Esta invitación, esta urgencia, no ha
desaparecido, y es particularmente necesaria en estos momentos de crisis de
valores.
No a la confrontación, pero, también, no a
la inhibición. Así surgió la Iglesia, del testimonio de la esperanza de los
discípulos. Un testimonio que “llenó de
alegría a la ciudad” (Hch 8,8). La tristeza existencial que nos atenaza, a
pesar del barullo reinante, ¿no obedecerá a que hemos silenciado esa esperanza?
¿Tenemos algo que decir? ¿Decimos algo? ¿Cómo lo decimos?
Primero, hemos de decir una palabra humana
y humanizadora. Los cristianos debemos estar presente -no solo no ausentes- con
presencia peculiar y propia, en la configuración del proyecto humano. Hay que
humanizar, impidiendo que el rostro del hombre se vaya desfigurando con rasgos
inhumanos e infrahumanos.

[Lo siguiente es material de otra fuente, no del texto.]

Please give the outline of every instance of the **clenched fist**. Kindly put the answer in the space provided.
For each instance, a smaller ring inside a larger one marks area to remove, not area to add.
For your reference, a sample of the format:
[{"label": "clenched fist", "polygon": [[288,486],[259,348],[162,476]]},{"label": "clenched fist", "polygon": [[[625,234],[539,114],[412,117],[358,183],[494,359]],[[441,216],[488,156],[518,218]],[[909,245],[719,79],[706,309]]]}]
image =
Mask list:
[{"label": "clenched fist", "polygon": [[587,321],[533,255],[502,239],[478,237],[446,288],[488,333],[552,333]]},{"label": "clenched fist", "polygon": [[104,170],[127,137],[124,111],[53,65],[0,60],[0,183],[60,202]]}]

No debemos extrañarnos sino entrañarnos en el
compromiso humano. Nuestra profesión de fe debe ser humanizadora; debe ayudar a
que nazca ese hombre nuevo apuntado en la resurrección de Cristo, habitante de
unos cielos nuevos y una tierra nueva, donde habite la justicia (2 Pe 3,13).

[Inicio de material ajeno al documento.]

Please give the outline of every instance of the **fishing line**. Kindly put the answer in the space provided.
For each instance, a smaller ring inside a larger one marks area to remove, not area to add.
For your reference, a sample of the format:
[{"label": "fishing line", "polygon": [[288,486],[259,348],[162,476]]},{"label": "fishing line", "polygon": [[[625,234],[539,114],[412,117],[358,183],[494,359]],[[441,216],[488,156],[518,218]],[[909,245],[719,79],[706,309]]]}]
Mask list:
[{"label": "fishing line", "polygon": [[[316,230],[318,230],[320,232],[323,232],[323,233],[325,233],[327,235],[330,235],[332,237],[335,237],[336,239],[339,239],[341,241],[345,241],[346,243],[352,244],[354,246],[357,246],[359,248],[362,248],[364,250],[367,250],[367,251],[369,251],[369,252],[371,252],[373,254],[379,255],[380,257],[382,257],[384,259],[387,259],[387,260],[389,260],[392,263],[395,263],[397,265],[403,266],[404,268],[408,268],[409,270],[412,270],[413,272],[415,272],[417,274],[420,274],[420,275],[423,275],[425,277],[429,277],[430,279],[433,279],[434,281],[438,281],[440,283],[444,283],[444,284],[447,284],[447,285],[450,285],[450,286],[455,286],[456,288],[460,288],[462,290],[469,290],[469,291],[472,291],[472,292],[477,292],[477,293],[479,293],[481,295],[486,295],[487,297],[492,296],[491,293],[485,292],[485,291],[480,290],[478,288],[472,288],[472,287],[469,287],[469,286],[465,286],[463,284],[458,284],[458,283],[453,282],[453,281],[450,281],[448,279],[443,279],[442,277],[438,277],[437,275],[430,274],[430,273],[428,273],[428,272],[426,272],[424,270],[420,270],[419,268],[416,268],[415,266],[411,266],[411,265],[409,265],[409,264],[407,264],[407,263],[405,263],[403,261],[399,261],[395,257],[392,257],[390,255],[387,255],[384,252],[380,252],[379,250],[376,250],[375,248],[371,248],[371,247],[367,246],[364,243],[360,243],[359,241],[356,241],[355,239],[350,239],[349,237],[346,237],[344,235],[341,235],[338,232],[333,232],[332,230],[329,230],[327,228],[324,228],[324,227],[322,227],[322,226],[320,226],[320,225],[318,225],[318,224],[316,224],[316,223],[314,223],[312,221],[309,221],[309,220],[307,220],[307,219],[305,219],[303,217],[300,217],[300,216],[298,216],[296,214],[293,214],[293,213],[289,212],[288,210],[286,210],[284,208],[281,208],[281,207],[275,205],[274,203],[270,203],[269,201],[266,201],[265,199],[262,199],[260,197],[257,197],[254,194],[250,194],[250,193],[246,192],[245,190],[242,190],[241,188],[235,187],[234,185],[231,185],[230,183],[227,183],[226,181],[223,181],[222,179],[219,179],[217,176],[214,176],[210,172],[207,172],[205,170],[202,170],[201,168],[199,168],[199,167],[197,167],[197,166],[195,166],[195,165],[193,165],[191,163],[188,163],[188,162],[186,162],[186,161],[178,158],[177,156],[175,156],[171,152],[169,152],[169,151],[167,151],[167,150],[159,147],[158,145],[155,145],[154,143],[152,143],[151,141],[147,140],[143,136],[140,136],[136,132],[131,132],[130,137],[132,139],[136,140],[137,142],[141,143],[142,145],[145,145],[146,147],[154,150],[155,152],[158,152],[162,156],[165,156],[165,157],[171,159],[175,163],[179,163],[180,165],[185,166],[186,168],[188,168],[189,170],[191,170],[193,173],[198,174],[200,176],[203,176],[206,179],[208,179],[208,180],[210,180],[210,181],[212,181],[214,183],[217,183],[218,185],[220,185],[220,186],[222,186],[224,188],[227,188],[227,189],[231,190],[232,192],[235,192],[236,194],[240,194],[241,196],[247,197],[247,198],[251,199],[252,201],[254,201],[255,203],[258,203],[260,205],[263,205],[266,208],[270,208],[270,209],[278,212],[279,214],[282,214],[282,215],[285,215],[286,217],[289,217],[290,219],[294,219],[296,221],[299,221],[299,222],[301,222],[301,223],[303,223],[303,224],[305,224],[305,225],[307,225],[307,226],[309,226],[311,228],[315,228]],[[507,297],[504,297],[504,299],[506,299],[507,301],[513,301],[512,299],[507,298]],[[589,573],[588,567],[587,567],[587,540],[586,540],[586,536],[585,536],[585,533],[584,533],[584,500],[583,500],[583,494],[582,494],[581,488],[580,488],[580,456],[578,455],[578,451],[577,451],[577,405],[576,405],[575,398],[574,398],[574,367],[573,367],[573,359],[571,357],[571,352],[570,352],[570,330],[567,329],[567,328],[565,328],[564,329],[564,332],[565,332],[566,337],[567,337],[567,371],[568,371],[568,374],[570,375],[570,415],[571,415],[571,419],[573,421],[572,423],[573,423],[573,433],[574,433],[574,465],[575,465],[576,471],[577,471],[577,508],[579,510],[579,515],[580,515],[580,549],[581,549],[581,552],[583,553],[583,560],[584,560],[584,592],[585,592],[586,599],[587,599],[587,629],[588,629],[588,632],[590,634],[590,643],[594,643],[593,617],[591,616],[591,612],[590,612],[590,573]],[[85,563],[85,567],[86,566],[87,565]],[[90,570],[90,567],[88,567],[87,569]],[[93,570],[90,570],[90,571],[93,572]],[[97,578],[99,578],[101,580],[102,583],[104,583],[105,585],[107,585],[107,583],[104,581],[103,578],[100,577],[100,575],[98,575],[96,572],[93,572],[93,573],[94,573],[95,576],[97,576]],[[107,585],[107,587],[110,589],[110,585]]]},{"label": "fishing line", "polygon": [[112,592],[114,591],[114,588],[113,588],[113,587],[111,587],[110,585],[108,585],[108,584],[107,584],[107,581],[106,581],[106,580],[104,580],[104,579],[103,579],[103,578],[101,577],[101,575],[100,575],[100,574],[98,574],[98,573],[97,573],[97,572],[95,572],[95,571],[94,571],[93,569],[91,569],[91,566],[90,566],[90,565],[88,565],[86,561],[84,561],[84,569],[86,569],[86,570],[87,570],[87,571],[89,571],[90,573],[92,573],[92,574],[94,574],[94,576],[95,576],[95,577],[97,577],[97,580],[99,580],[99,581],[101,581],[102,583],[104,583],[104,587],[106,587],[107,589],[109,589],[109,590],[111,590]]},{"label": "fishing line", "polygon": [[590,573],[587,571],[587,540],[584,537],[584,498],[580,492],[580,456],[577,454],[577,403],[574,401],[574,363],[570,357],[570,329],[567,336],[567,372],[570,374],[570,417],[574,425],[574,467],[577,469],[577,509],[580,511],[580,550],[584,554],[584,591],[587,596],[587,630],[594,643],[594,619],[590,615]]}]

Pero antes, y para eso, nuestra vida personal debe humanizarse, y nuestra fe
debe humanizarnos. Es la primera palabra: una palabra humana, desde el modelo
de hombre que Dios nos reveló en Cristo.
Y una palabra religiosa. No podemos
sustraer, silenciar o camuflar esta palabra (Mt 5,16). Necesaria e inequívoca,
creída y creíble. Pues no se trata de “terrenizar” el Evangelio, sino de
“evangelizar” la tierra; no se trata tanto de “humanizar” el Evangelio, cuanto
de “evangelizar” al hombre. ¿Somos religiosamente inexpresivos? ¿Los que se
encuentran con nosotros, con quién se encuentran? ¿Con Dios? ¿A dónde y a quién
remitimos con nuestro ser y nuestro obrar? Y esa palabra, humana y religiosa,
no es más que una: JESUCRISTO. Y para pronunciarla con verdad y credibilidad
necesitamos la asistencia del Espíritu
El evangelio de hoy nos insta a una
adhesión personal, íntima y consecuente a él, a Cristo, a sus “mandamientos”,
que se reducen a un mandamiento: “Permaneced
en mi amor” (Jn 15,9). En esa adhesión hallaremos la experiencia de la
filiación divina y de la presencia fortificante del Espíritu de Dios, que es
presentado como el “Espíritu de la verdad”. Un Espíritu que nos invita a vivir
en la “verdad de Jesús” en medio de una sociedad donde la verdad está siendo
desnaturalizada y tergiversada: donde a la explotación se le llama negocio; a
la irresponsabilidad, tolerancia, a la injusticia, orden establecido; a la
arbitrariedad, libertad; a la falta de respeto, sinceridad… Desde esa adhesión
a Jesús, a sus mandamientos, y al Espíritu de la verdad, entraremos a formar parte
de la “familia de Dios”, y superaremos la sensación de orfandad, desamparo y
desconcierto.
REFLEXIÓN
PERSONAL
.- ¿Anuncio y
vivo el Evangelio de la alegría y con alegría?
.- ¿Con qué
actitudes doy razón de mi esperanza en Cristo?
.- ¿Guardo
(viviendo) o guardo (ocultando) el mandamiento del Señor?
Domingo J.
Montero Carrión, franciscano capuchino.